La conferma che la macchina c'era e avrebbe visto il lieto fine venne già nell'84 quando la 33 fu proposta anche nella variante 4x4 Giardinetta. Fu disegnata da Pininfarina, che aveva giocato d'anticipo nel 1982 con un prototipo Alfasud a trazione integrale. La versione wagon presentava un sistema di quattro ruote motrici attivabile con comando meccanico. Fu scelto il millecinque da 85 CV della berlina Quadrifoglio Oro, con rapporti più corti e piccole modifiche alla sospensioni, il serbatoio arretrato e il bagagliaio decisamente più capiente. La Giardinetta manteneva la stessa linea pulita, equilibrata e dinamica della berlina anche con il padiglione allungato e chiuso dal portellone. Sarebbe diventata una delle versioni più richieste della 33, con la carrozzeria estesa alle versioni a trazione anteriore, entrando dalla porta principale in una nicchia di mercato che per Arese era tutta nuova. Di suo, anche la trazione integrale sarebbe diventata un'opzione disponibile su buona parte della gamma Alfa Romeo.

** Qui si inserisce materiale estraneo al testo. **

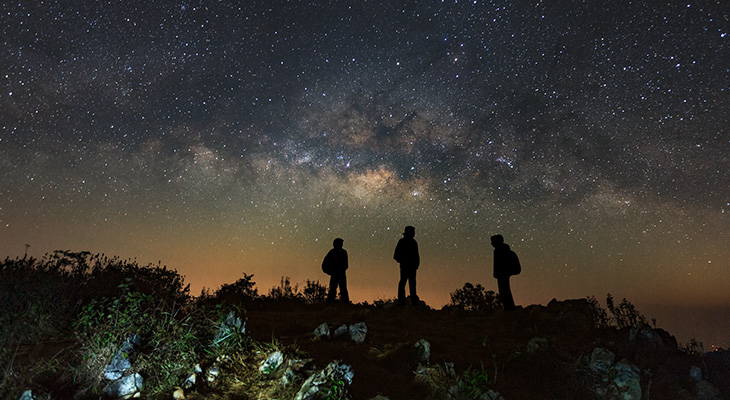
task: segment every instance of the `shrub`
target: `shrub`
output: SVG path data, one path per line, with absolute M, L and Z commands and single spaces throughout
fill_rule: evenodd
M 319 281 L 307 279 L 302 295 L 304 296 L 304 302 L 307 304 L 323 303 L 327 299 L 327 286 L 319 283 Z
M 215 292 L 218 300 L 225 301 L 230 304 L 238 304 L 242 301 L 253 300 L 259 296 L 256 289 L 256 283 L 253 281 L 253 274 L 243 274 L 243 278 L 233 283 L 223 284 L 220 289 Z
M 636 307 L 626 299 L 621 300 L 618 305 L 614 302 L 611 293 L 606 295 L 606 309 L 598 304 L 598 300 L 595 297 L 590 296 L 587 298 L 588 304 L 590 304 L 593 313 L 593 324 L 597 328 L 627 328 L 633 326 L 639 326 L 642 324 L 648 324 L 646 317 L 644 317 Z M 610 313 L 610 315 L 609 315 Z
M 282 276 L 281 283 L 269 290 L 268 297 L 275 300 L 300 300 L 303 295 L 299 293 L 299 284 L 292 286 L 291 278 Z
M 481 284 L 467 282 L 463 288 L 451 293 L 449 306 L 467 311 L 493 311 L 502 308 L 502 302 L 493 290 L 486 290 Z

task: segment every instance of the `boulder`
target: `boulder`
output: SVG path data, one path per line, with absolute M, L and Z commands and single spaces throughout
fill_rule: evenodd
M 323 370 L 307 378 L 294 399 L 345 398 L 354 376 L 352 367 L 332 361 Z
M 275 351 L 259 365 L 259 372 L 264 375 L 271 375 L 275 372 L 281 364 L 284 363 L 284 354 L 280 351 Z
M 624 361 L 614 363 L 615 358 L 610 350 L 593 349 L 585 360 L 591 389 L 603 399 L 641 400 L 639 368 Z
M 208 373 L 206 374 L 206 380 L 208 383 L 212 384 L 218 379 L 218 376 L 221 374 L 221 367 L 219 367 L 217 364 L 213 364 L 210 368 L 208 368 Z
M 131 399 L 142 395 L 142 375 L 134 373 L 108 384 L 104 395 L 112 399 Z
M 20 399 L 18 400 L 35 400 L 35 396 L 33 396 L 33 392 L 30 390 L 26 390 L 23 392 L 23 394 L 20 395 Z
M 339 328 L 335 329 L 335 333 L 333 336 L 336 338 L 342 337 L 342 336 L 347 335 L 348 332 L 349 332 L 349 329 L 347 328 L 347 325 L 342 324 L 342 325 L 340 325 Z
M 330 337 L 329 325 L 327 325 L 326 322 L 321 323 L 317 328 L 314 329 L 314 332 L 312 332 L 312 335 L 314 335 L 315 339 L 322 339 L 322 338 Z
M 134 353 L 135 347 L 139 346 L 139 335 L 128 337 L 119 348 L 111 362 L 104 367 L 104 378 L 114 381 L 120 379 L 125 372 L 132 368 L 129 357 Z
M 416 344 L 413 345 L 413 349 L 416 365 L 428 365 L 431 359 L 431 343 L 425 339 L 419 339 Z
M 350 339 L 357 344 L 365 343 L 365 336 L 368 334 L 368 327 L 364 322 L 350 325 L 348 328 Z

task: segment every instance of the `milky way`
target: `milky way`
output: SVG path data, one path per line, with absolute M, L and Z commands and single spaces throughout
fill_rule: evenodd
M 724 1 L 50 2 L 0 15 L 0 251 L 161 260 L 395 295 L 417 227 L 436 305 L 728 304 Z

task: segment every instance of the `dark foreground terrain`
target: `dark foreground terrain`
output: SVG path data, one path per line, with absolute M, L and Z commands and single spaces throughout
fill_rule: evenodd
M 102 257 L 2 264 L 0 398 L 730 399 L 730 353 L 610 296 L 325 304 L 316 282 L 262 296 L 244 274 L 193 298 L 175 271 Z

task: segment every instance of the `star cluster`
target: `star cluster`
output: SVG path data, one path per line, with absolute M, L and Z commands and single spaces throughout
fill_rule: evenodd
M 372 300 L 411 224 L 435 305 L 494 233 L 518 302 L 730 301 L 730 6 L 396 3 L 6 5 L 0 250 L 265 288 L 340 236 Z

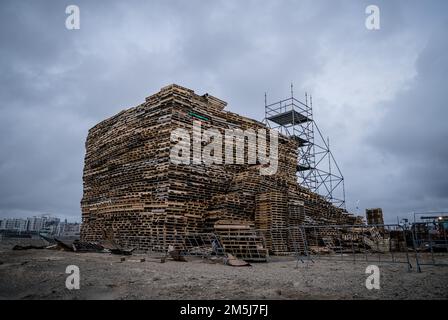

Classica a tutti gli effetti, la prima serie della 33 è un buon punto di partenza per chi vuole diventare un collezionista del Biscione. Anche se ne sono state vendute quasi un milione, di 33 sopravvissute alle ondate di rottamazione in ottime condizioni ne sono rimaste pochine. Se le quotazioni delle versioni più pregiate come la Quadrifoglio Verde del 1984, la Imola o la Permanent 4 sono già sfuggite di mano, il valore collezionistico della berlina Quadrifoglio Oro è ancora relativamente basso, sotto i cinquemila euro. Ecco perché questo è il momento buono per cercarla, insieme alla più rara e particolare 4x4 Giardinetta. In fondo, l'incipit di una storia di successo è sempre da tenere in degna considerazione e va celebrato come merita. Anche per la 33, la vita (ri)comincia a quarant'anni.